Manny was silent for a beat on the other end. The whistling of the kettle had stopped. “Yes,” he said, “I believe you will.”
Forte dragged the back of his hand across his cheek. “Thanks, Manny.”
“Come see me later on today,” Manny said, then hung up.
Forte pressed the button to disconnect and let the cordless phone hang from his fingers next to the chair. He felt the floor touch the bottom of the phone and he let it go.
Boo got up and stretched, then circled once and lay down on his lap again. Forte closed his eyes. This time, no demons. Just darkness for a while.
Chapter 16
Sunday, 11:25 a.m.
The organ swelled on cue as the choir director flourished his baton, bringing in the orchestra for a final crescendo as it joined with the voices of dozens of singers robed in purple and gold. Three television cameras caught the performance from three different viewpoints in the sanctuary: close-up, mid-way from the back, and high-angle from the balcony where the sun splashed through windows stained in abstract hues.

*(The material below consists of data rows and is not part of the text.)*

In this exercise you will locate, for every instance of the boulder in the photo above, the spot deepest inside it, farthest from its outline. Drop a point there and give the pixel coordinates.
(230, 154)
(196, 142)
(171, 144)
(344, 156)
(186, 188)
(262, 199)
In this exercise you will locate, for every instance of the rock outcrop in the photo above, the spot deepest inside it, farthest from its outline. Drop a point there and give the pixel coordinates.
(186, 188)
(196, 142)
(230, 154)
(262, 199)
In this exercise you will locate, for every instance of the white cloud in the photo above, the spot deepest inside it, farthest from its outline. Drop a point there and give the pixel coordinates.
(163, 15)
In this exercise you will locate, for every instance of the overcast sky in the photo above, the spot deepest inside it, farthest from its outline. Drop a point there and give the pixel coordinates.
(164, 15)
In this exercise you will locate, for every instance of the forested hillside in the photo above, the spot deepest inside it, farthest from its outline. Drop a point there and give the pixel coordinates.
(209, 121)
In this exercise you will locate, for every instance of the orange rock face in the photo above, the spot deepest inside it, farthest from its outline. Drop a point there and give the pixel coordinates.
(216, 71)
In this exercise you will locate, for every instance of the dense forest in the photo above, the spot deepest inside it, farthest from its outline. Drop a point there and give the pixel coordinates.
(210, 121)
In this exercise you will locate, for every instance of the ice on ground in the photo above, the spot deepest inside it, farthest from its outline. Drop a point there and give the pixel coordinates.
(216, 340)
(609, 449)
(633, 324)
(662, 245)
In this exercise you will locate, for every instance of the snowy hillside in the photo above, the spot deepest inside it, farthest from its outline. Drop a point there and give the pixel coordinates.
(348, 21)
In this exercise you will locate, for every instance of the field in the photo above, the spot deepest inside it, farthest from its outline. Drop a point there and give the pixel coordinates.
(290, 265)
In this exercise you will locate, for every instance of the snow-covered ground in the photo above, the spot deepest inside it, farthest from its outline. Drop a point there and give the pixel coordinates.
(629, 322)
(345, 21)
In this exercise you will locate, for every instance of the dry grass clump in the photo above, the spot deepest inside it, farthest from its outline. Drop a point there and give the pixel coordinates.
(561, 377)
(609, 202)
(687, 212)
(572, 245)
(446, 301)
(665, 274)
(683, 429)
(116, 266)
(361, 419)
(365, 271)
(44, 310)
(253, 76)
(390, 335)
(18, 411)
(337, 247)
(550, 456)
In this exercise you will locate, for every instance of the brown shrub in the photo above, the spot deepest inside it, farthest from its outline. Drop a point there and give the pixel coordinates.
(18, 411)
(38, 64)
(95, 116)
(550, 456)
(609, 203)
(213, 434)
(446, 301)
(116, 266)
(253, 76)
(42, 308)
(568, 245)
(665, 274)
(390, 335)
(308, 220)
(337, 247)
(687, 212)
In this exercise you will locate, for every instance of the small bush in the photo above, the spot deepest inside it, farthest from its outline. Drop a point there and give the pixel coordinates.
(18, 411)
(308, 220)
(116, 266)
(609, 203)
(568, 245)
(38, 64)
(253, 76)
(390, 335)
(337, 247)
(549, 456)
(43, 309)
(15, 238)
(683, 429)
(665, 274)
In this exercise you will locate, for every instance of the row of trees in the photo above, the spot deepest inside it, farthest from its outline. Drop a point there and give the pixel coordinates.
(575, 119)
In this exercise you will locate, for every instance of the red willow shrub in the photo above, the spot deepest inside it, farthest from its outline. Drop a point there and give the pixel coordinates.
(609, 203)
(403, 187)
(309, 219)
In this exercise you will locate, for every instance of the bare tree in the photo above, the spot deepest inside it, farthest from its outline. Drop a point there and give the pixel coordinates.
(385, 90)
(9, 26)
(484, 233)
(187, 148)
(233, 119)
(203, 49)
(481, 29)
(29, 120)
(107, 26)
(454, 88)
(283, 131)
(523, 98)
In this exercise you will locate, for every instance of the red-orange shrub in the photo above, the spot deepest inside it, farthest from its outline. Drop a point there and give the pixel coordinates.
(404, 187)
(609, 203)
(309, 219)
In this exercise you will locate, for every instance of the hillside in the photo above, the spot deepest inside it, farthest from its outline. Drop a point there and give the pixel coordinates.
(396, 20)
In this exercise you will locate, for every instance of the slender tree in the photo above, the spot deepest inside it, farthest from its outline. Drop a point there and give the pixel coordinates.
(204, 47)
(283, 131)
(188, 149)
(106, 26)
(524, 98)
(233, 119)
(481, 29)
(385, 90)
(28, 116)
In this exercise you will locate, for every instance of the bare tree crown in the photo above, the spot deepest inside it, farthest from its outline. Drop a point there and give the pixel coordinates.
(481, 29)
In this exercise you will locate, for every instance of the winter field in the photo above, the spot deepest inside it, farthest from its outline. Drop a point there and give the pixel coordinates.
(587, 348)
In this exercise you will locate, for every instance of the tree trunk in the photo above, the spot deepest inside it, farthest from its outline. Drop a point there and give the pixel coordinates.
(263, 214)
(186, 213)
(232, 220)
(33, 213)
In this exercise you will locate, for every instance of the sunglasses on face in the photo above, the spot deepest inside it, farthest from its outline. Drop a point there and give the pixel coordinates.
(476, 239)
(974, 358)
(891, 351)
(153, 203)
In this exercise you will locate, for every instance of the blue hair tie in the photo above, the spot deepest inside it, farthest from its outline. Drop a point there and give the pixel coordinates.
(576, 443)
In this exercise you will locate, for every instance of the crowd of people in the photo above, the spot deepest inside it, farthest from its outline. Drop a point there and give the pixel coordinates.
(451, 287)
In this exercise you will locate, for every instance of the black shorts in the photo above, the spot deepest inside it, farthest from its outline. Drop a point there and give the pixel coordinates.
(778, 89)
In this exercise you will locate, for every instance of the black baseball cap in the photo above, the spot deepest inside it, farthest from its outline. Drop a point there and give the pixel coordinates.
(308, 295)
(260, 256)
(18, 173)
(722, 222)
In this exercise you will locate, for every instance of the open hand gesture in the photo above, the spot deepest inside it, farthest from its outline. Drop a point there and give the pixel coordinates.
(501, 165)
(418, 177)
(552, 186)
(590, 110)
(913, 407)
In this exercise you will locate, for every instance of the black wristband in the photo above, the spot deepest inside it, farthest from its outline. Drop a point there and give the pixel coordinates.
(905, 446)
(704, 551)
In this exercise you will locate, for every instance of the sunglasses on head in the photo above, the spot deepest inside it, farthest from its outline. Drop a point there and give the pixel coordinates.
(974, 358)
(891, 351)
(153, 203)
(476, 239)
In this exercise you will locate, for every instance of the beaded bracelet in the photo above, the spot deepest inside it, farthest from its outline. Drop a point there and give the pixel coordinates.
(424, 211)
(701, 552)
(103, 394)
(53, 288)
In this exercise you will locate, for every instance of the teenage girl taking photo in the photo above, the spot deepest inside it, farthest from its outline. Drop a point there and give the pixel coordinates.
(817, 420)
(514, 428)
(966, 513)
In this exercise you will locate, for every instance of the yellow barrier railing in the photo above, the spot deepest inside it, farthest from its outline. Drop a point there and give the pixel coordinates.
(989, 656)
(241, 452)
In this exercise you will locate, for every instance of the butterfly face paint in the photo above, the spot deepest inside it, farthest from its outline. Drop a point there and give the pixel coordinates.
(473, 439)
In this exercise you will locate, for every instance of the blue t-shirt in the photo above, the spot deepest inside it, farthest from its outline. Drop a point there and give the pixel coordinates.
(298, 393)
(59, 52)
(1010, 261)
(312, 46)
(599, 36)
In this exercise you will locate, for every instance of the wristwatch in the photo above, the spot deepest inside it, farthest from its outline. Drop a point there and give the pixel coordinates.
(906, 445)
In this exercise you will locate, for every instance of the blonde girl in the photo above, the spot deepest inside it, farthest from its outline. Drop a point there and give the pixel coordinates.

Forte sat in the back near the center door wearing black chino pants, black boots, and his best white silk tee-shirt. His black leather jacket was draped over the back of the pew. No one had spoken to him since he entered the church except for one of the greeters in the lobby who had put a church bulletin in his hand before looking at his face. “Welcome… uh, friend,” the man said, his greeter’s special smile locked in place but his eyes showing confusion. Now as Forte sat on the pew, several of the people around him glanced at him from the corners of their eyes as they reached for a hymnal or adjusted a cufflink or pretended to search for a friend’s face across the aisle. A blond-haired girl, maybe four years old, peeked over the back of the pew in front of him. An attractive woman next to the girl pulled the child down to the cushioned bench without turning to look behind her.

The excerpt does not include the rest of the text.